Much could be read from Majewski’s face too; as it could from that of Andrew Staples as her husband Tichon. He felt shame, as did his voice, yet still he did what his mother said. Katarina Dalayman’s Kabanicha was no mere caricature; if hardly sympathetic, perhaps she embodied a more comprehensible than usual desire for order in a community she saw threatened, rightly or wrongly, with breakdown. Her relationship with Pavlo Hunka’s sharply characterised Dikoj was likewise less caricatured than would often be the case, perhaps not merely a case of jaw-dropping hypocrisy. Simon O’Neill’s Boris was intelligently conceived, often ardent. There was likewise plenty of intelligence, and a wonderful animating spark, to Magdalena Kožená’s Varvara. She seemed veritably to bring Ladislav Elgr’s Kudrjáš to life, his second-act song delivered with verve and no little charm, Rattle splendidly highlighting the pizzicato accompaniment to help bring it to life. Claire Barnett-Jones and Lukáš Zeman both impressed in their smaller roles, making much of them in collaboration with their fellow artists. I look forward to hearing more from the latter, a new voice to me.
And yet, this was above all an orchestral drama. The poignancy of the brief, all-too-brief, Puccini-plus afterglow to the second act, eliciting a sadness quite different from anything one might hear in Puccini, offered another splendid, affecting example. Likewise, tellingly, the sheer strangeness of the early storm music of the third, especially from the LSO woodwind. If there were times, slightly to my surprise, when I found myself missing the completion of action that would have been achieved by a staged production—Janáček leaves much to that crucial pillar of operatic experience, knowing not only what to write but also what not to write—this was a compelling evening. If some listeners might have felt Rattle’s more spacious tempi went too far at times, for me they worked well in context. There seemed little doubt they had the assent of orchestra and cast alike.
Leoš Janáček: Katya Kabanova (concert performance)
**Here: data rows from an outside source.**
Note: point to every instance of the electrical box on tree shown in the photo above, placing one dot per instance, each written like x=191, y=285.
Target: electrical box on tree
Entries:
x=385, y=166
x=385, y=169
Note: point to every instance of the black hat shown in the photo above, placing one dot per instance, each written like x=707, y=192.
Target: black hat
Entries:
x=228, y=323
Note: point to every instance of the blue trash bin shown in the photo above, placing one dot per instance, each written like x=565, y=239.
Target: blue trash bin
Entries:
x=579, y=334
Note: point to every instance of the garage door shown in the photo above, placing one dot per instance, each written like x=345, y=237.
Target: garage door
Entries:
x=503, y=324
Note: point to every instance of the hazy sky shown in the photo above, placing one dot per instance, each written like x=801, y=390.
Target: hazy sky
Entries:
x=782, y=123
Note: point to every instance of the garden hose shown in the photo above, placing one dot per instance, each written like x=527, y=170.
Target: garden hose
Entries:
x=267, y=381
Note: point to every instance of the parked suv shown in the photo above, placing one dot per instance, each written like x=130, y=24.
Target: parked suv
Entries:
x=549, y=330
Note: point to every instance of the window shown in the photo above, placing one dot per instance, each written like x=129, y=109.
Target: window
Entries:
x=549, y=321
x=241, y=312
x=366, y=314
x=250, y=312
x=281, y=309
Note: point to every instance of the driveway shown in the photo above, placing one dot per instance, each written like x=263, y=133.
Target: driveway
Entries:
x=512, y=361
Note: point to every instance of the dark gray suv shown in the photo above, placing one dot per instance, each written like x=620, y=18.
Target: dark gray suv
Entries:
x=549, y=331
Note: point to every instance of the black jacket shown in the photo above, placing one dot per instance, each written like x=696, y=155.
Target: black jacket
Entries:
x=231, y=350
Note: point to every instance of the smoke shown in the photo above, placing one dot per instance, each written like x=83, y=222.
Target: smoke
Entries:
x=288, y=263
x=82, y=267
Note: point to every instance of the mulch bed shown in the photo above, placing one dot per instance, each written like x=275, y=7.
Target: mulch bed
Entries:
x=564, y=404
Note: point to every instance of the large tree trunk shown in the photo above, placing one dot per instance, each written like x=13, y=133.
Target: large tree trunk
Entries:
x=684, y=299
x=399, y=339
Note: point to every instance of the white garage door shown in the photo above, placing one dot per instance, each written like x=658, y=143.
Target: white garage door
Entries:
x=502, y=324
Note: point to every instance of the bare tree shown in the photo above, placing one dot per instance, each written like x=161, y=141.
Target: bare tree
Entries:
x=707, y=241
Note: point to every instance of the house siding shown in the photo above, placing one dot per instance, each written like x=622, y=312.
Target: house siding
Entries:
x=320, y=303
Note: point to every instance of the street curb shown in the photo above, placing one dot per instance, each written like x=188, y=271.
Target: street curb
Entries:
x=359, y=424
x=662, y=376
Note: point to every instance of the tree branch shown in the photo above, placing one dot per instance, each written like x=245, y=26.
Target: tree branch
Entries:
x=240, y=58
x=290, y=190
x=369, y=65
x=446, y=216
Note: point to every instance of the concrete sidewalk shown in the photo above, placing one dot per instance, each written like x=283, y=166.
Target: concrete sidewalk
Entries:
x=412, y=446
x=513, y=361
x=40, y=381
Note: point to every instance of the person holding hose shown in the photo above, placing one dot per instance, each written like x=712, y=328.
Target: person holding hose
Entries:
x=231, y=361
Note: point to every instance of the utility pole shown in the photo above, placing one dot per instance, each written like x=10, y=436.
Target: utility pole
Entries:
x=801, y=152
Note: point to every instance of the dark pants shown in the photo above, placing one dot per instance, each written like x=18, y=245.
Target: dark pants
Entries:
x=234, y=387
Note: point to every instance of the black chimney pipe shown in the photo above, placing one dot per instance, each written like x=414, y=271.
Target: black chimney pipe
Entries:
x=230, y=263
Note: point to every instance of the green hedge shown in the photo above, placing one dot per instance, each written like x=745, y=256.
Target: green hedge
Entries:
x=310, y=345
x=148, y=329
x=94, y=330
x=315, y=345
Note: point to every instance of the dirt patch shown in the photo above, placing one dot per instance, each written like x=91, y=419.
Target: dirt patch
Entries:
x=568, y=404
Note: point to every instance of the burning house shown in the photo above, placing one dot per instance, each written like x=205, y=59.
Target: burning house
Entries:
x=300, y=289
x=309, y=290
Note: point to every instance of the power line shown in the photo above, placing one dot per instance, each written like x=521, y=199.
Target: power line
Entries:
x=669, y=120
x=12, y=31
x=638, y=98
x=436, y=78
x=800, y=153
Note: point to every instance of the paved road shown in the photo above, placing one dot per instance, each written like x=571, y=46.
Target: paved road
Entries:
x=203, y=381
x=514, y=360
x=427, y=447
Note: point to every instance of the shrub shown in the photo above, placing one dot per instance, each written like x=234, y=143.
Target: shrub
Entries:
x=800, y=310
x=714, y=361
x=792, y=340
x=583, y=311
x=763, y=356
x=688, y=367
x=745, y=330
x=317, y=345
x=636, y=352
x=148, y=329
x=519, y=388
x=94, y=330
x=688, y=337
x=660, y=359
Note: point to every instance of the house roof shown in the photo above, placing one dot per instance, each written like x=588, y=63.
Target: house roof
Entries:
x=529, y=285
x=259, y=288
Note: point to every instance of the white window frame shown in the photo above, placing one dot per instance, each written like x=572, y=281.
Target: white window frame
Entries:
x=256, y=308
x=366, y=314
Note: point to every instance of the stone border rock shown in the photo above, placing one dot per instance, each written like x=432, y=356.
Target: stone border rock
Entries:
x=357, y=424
Katěrina Kabanova – Amanda Majeski, Marfa Ignatěvna Kabanova (Kabanicha) – Katarina Dalayman, Varvara – Magdalena Kožená, Boris Grigorjevič – Simon O’Neill, Váňa Kudrjáš – Ladislav Elgr, Tichon Ivanyč Kabanov – Andrew Staples, Savël Prokofjevič Dikoj – Pavlo Hunka, Kuligin – Lukáš Zeman, Glaša, Fekluša – Claire Barnett-Jones. Conductor – Simon Rattle, London Symphony Chorus (chorus master: William Spaulding), London Symphony Orchestra.
Barbican Hall, London; Wednesday 11th January 2023.